Our report has several limitations. First, detailed molecular profiling—such as ALK fusion variant typing and assessment of coexisting mutations—was not performed, which could have provided insights into the mechanisms of TKI resistance and immunotherapy sensitivity. Second, as a single case, our findings require validation in larger cohorts.

Conclusion
This case demonstrates that in patients with ALK‑rearranged LSCC, platinum‑based chemoimmunotherapy can induce a deep and durable clinical response even in the setting of PD‑L1‑negative expression and primary resistance to ALK‑TKIs, providing a crucial strategy for achieving long‑term disease control. This finding challenges the current clinical paradigm that predominantly relies on single‑driver‑gene‑targeted therapy and underscores the necessity of comprehensive therapeutic evaluation for specific molecular subtypes of squamous cell carcinoma.
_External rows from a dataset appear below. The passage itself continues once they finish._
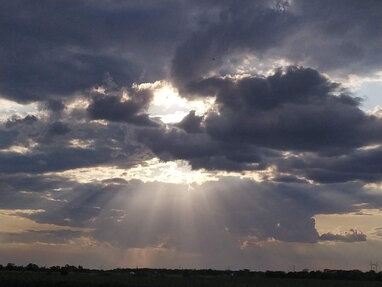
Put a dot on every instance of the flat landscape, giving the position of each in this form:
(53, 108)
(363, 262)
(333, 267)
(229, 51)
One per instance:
(41, 279)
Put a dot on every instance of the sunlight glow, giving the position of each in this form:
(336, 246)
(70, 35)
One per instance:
(170, 107)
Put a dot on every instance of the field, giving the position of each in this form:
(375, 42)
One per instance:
(41, 279)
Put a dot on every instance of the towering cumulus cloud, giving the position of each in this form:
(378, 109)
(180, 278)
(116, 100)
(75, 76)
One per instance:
(194, 133)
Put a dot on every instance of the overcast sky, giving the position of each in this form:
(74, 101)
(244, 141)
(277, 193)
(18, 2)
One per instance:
(201, 134)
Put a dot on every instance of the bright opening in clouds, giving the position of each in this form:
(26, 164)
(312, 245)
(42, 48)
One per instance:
(204, 134)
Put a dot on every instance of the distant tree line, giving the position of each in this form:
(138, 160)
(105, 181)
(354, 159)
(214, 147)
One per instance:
(325, 274)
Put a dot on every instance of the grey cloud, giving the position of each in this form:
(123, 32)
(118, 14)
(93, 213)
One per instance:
(114, 108)
(7, 138)
(352, 235)
(201, 151)
(296, 109)
(342, 44)
(58, 128)
(28, 119)
(41, 236)
(191, 123)
(58, 48)
(361, 165)
(55, 105)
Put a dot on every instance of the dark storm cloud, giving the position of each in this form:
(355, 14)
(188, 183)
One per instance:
(39, 236)
(201, 151)
(55, 160)
(292, 110)
(295, 109)
(352, 236)
(112, 107)
(28, 119)
(58, 48)
(55, 105)
(356, 165)
(7, 138)
(343, 43)
(58, 128)
(191, 123)
(245, 26)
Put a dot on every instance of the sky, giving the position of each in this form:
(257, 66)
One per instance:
(191, 134)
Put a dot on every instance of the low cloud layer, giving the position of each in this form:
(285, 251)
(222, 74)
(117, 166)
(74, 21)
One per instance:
(282, 140)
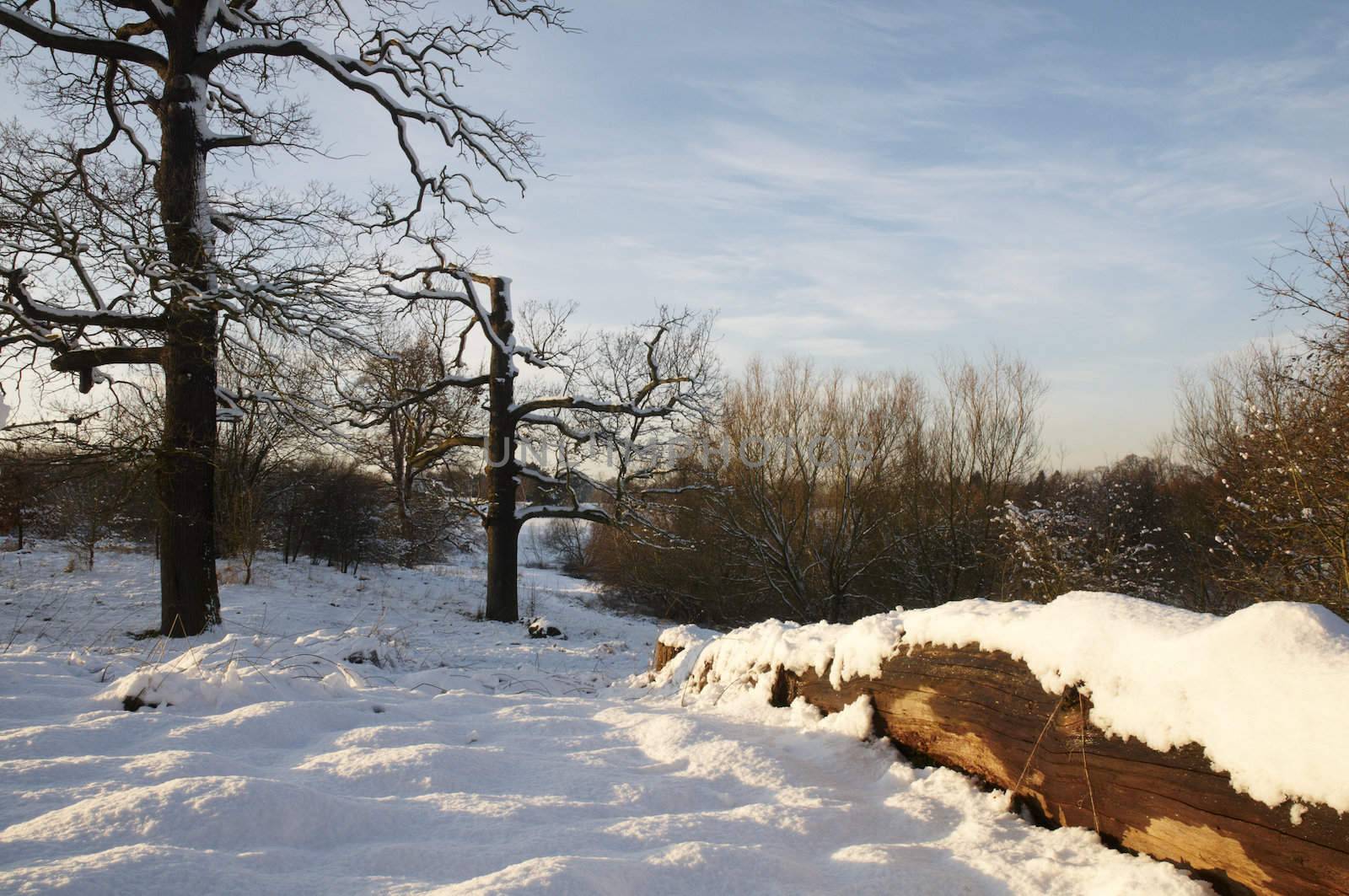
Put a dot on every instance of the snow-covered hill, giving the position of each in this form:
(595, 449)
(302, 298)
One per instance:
(368, 733)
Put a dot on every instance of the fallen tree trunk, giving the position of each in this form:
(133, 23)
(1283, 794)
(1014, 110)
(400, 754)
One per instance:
(988, 716)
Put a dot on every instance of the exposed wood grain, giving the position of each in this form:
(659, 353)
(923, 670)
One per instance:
(985, 714)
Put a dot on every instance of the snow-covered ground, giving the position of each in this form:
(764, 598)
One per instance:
(470, 759)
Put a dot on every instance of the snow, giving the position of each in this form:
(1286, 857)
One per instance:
(456, 756)
(1255, 689)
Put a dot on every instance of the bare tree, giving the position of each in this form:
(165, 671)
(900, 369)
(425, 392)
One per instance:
(408, 359)
(125, 246)
(674, 370)
(807, 487)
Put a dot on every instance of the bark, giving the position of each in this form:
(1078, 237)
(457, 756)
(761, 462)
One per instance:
(986, 714)
(503, 469)
(191, 601)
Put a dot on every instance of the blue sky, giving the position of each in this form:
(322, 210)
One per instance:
(1092, 185)
(874, 184)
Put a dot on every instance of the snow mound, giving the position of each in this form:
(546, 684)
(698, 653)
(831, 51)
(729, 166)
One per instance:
(1255, 689)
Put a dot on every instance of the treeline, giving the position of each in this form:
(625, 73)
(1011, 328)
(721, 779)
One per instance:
(948, 501)
(943, 494)
(320, 509)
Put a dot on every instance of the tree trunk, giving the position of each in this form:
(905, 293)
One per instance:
(189, 597)
(501, 523)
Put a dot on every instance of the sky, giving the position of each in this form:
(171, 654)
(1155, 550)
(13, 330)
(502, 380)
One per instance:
(874, 185)
(1092, 185)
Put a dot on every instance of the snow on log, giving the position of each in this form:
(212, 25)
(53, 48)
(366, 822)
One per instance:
(1146, 723)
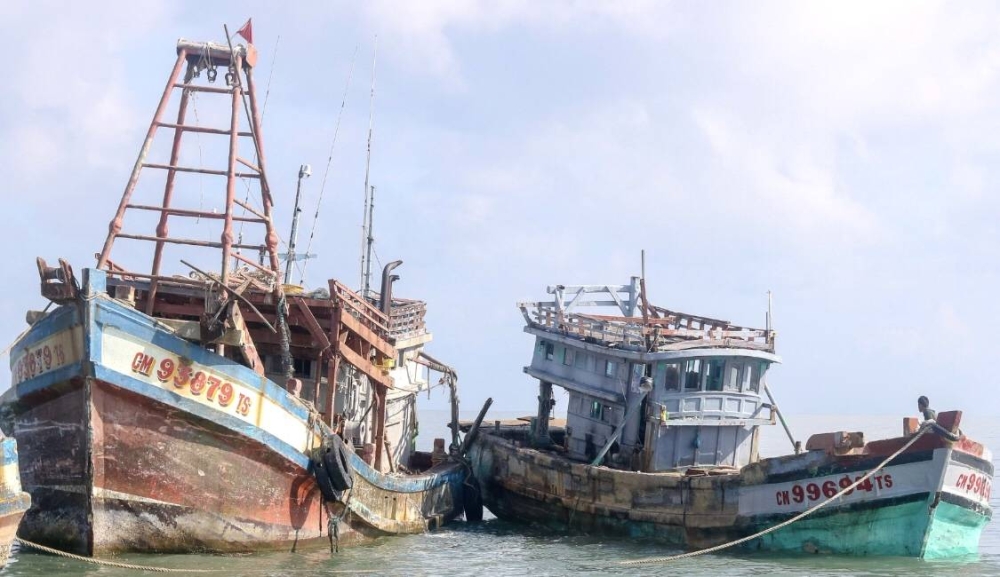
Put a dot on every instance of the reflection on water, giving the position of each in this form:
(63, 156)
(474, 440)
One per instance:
(495, 548)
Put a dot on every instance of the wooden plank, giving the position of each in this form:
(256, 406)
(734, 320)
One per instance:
(366, 334)
(374, 373)
(312, 324)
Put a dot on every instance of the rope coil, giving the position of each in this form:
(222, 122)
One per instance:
(652, 560)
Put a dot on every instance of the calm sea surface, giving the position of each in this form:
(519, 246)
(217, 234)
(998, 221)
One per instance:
(496, 548)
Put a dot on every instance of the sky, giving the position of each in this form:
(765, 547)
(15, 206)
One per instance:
(842, 155)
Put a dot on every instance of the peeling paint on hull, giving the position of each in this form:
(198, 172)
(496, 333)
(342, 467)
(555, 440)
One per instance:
(115, 463)
(924, 512)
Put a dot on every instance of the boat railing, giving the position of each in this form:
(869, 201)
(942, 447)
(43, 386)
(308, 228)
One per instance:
(358, 307)
(667, 327)
(406, 319)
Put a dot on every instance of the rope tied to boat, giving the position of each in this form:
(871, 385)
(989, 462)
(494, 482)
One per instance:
(924, 428)
(107, 563)
(154, 569)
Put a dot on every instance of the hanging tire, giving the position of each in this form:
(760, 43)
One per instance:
(337, 463)
(319, 471)
(472, 500)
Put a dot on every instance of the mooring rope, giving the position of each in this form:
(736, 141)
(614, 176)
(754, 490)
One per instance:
(924, 428)
(107, 563)
(155, 569)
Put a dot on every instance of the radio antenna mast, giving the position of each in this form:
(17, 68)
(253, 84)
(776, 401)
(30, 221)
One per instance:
(367, 237)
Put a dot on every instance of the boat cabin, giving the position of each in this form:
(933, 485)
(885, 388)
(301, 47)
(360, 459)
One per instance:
(657, 392)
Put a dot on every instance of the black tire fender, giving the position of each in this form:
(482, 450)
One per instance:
(337, 464)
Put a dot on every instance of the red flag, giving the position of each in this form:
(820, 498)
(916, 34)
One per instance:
(247, 31)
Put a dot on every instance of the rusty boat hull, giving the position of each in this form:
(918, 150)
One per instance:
(135, 440)
(13, 501)
(930, 502)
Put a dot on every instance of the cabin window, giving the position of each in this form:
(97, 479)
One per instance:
(692, 375)
(761, 368)
(752, 375)
(672, 379)
(733, 377)
(713, 375)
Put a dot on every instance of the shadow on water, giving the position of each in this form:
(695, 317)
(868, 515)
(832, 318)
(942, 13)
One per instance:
(497, 548)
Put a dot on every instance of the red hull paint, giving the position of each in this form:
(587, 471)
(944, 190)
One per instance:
(162, 480)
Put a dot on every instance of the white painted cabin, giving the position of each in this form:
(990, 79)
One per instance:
(685, 391)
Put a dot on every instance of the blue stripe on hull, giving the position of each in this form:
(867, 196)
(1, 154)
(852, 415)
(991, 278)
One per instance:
(104, 312)
(911, 526)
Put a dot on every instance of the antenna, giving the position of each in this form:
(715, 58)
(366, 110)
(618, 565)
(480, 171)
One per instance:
(370, 241)
(305, 171)
(770, 316)
(366, 230)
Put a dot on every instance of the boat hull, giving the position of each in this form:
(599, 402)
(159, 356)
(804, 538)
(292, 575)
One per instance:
(13, 501)
(121, 455)
(932, 502)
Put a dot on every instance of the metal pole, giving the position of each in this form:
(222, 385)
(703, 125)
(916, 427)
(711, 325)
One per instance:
(796, 446)
(366, 268)
(304, 172)
(621, 427)
(474, 431)
(371, 241)
(116, 223)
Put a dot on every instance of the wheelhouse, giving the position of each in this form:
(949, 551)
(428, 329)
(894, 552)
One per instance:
(656, 392)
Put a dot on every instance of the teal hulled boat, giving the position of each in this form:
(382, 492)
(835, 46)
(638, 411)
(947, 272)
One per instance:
(661, 440)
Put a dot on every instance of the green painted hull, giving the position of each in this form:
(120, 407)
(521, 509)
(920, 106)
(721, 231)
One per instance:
(911, 528)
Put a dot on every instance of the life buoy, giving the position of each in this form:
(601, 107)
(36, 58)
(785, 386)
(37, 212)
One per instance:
(338, 464)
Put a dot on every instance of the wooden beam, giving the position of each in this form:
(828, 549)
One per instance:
(312, 324)
(362, 364)
(365, 333)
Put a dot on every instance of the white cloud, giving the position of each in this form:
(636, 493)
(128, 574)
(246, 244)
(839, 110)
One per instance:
(421, 32)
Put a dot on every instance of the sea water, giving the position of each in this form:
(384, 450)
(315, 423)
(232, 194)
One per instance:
(496, 548)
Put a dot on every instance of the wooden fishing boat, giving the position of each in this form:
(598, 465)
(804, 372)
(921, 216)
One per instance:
(220, 411)
(661, 440)
(13, 501)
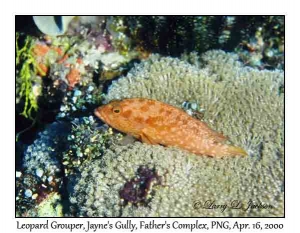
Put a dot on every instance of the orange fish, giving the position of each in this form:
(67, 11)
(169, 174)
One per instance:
(154, 122)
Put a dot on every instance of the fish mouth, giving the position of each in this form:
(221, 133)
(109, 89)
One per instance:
(98, 113)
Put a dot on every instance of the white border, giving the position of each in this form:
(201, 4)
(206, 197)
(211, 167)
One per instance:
(292, 89)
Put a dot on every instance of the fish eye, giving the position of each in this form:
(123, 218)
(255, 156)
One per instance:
(116, 110)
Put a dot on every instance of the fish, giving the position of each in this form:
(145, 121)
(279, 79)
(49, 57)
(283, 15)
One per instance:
(157, 123)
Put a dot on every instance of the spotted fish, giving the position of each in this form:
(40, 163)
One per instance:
(154, 122)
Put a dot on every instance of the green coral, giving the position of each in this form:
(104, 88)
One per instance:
(244, 103)
(29, 68)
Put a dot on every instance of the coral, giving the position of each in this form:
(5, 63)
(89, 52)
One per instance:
(51, 206)
(80, 100)
(86, 142)
(26, 76)
(244, 103)
(259, 40)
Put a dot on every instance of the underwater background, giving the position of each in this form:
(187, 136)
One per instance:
(227, 71)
From a clinical practice persp12ective, our study suggests that chemoimmunotherapy represents an effective and feasible salvage option after failure of first‑line TKI therapy. Given the heterogeneity of this population, future diagnostic and therapeutic approaches should integrate more comprehensive molecular profiling—such as ALK fusion variant subtyping, tumor mutational burden, and immune microenvironment features—to accurately identify potential beneficiaries. To advance the field, prospective multicenter studies are warranted to clarify the real‑world efficacy and safety of chemoimmunotherapy in this rare cohort, to explore predictive biomarkers (eg., specific fusion subtypes, immune‑cell infiltration patterns, or coexisting genomic alterations), and to evaluate its potential as a first‑line treatment option for highly selected patients. Only through systematic clinical and translational research can the overall management of such patients be optimized and their long‑term prognosis improved.